Bon, c’est aussi clair sur scène que sur disque, le gros problème – pour ceux qui le voient comme ça – de The Go! Team, c’est l’impossibilité de cataloguer, classer, étiqueter leur musique, véritablement protéiforme, quelque fois même informe, passant d’une chanson à l’autre, voire au sein même d’une chanson, du rap à la noisy pop, de l’ambient music à la nippon pop, en passant par les BO de veux films de Blaxploitation ! Le tout avec le sourire, en transformant chaque morceau en une mini-célébration hédoniste : d’ailleurs, l’une des banderoles agitées par un fan espagnol du groupe dit : « Souris quand tu te masturbes », ce qui me semble parfaitement approprié au spectacle qui nous est offert. L’heure et quart du concert va donc nous permettre d’osciller entre funk emballé (deux guitares, deux batteries, ça pulse... !) qui fait vraiment monter la pression, et pop suave et électrique, en général chantée par Kaori Tsuchida, la plus « new wave blanche » de la bande, voire par la mini-mini « batteuse » Chi Fukami Taylor. Entre le démarrage pied au plancher et le final explosif de The Power Is On, suivi de Back Like 8 Track (là, The Go! Team en devient presque sidérant, pas si loin de la transe magnifique de nos merveilleux amis de !!!), peu de passages à vide, juste quelques moments moins hystériques, mais pas moins enchanteurs : je réalise – enfin - que Secretary Song ou Ready Go Steady sont de très belles chansons pop, même vêtues de haillons et traînées dans la gadoue comme elles le sont... Dans la salle en liesse, ça bouge presque autant que sur scène, tout le monde pogote, trémousse ou oscille selon le cas, on chante les « la la la » d’usage sur les morceaux quasi –instrumentaux, on répond aux exhortations de Ninja, qui n’a pas sa langue dans la poche pour faire de la retape : Ninja est là pour vanter les charmes de (et au final nous vendre…) « son » album, même qu’à son avis, on devrait chacun en avoir deux exemplaires, au cas où, et aussi en acheter pour nos voisins ! Vers la fin du et, Ninja demande à « l’homme-poulet » de se montrer, et, personne ne se manifestant, se plaint de la couardise de ce fan qui lui a envoyé un mail lui promettant de venir ce soir vêtu d’un costume de poulet, et qui n’a donc pas tenu sa promesse...
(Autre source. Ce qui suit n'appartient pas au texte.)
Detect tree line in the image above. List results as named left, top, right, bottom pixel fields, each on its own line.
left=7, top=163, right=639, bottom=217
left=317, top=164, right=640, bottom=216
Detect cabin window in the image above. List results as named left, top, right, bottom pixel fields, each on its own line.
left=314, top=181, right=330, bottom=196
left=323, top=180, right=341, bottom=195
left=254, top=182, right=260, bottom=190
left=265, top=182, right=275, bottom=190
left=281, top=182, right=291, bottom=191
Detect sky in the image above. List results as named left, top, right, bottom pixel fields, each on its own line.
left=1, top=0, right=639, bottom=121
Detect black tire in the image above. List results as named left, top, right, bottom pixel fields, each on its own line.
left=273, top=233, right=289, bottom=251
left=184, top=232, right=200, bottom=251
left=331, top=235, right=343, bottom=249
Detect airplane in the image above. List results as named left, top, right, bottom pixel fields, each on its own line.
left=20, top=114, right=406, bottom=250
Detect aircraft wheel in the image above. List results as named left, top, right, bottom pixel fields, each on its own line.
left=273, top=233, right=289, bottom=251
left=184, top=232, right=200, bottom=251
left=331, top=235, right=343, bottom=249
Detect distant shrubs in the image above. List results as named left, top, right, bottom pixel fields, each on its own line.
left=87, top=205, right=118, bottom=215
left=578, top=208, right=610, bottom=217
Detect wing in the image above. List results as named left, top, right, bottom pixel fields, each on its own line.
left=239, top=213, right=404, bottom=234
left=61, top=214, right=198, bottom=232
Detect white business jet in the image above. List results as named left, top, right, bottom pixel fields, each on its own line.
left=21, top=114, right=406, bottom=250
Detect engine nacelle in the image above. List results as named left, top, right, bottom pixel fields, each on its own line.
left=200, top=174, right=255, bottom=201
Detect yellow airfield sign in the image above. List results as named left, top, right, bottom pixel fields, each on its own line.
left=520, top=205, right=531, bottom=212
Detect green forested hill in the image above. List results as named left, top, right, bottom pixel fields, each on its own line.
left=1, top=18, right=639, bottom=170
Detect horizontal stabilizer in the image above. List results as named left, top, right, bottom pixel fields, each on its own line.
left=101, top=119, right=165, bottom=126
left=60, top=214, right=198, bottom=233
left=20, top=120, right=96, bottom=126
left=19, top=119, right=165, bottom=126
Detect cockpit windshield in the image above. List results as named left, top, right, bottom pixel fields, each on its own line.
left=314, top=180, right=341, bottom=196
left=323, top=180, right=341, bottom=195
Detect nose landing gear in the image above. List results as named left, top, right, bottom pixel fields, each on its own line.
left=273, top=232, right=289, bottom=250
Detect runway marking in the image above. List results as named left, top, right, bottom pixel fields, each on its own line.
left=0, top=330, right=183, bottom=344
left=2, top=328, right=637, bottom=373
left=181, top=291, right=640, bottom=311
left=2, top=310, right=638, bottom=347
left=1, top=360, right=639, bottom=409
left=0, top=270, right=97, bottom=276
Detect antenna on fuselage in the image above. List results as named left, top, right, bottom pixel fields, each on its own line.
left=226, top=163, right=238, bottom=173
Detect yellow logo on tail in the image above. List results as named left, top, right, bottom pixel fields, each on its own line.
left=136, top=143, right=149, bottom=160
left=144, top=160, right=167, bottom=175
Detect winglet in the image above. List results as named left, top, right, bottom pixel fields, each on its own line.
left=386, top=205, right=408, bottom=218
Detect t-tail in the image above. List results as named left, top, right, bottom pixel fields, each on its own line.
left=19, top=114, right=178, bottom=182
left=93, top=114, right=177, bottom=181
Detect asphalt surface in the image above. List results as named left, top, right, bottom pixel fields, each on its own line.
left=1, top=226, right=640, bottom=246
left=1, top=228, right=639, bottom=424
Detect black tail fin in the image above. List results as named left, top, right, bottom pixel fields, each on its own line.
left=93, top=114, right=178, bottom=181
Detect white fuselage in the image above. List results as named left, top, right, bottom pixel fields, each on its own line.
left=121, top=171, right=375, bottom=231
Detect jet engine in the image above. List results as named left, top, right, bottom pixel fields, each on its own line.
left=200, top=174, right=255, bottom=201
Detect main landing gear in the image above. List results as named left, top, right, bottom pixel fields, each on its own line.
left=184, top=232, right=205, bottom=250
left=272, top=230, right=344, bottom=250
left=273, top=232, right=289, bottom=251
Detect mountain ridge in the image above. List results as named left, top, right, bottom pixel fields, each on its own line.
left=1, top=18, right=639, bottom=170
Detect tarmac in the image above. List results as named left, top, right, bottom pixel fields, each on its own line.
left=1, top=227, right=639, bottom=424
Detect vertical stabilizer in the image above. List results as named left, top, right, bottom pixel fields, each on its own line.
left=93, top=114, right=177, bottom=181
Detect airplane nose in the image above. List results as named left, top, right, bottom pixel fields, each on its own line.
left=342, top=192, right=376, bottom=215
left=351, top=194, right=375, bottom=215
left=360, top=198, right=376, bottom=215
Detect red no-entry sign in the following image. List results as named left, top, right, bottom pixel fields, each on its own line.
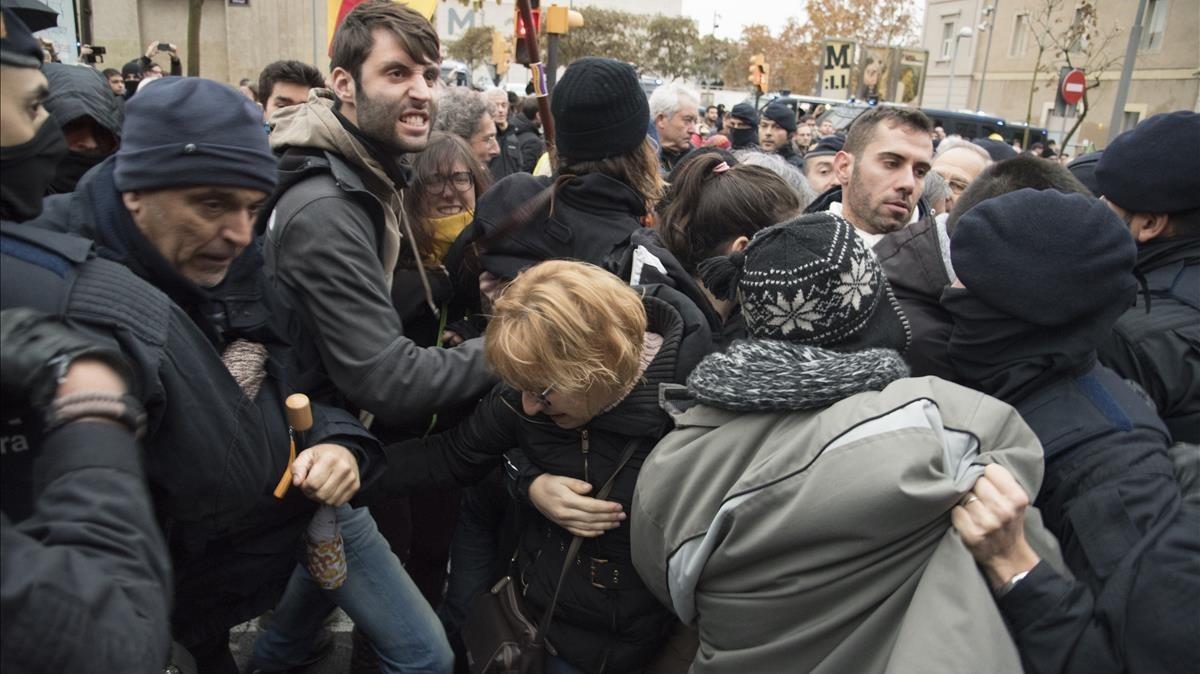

Fin des morceaux de la set list au bout d’une courte heure, c’est frustrant, mais on se doute bien qu’en sautant en l’air sans arrêt comme ça, les musiciens ne vont pas tenir deux heures et demi... ! The Go! Team reviendra néanmoins pour trois titres et plus de dix minutes de bonheur supplémentaires, avant de quitter définitivement « Madriiiiiiiiid » comme adore le répéter Ninja en singeant l’accent espagnol. Un roadie m’offre gentiment la setlist, et Juan Carlos et moi – encore tout excités - nous dirigeons tranquillement vers la sortie, pour retrouver Inés qui nous attend dehors pour nous conter ses rencontres nocturnes avec la faune madrilène.
Plus tard, alors que nous retournons dans la fraîcheur de la nuit vers la Plaza de España, nous croisons un... homme-poulet, enfin un type vêtu des pieds à la tête d’un gigantesque costume jaune et orange de poulet, qui se hâte dans la direction opposée ! Coïncidence ? Retard malheureux ? Nous ne le saurons jamais, mais c’est bien là tout le charme de l’histoire. »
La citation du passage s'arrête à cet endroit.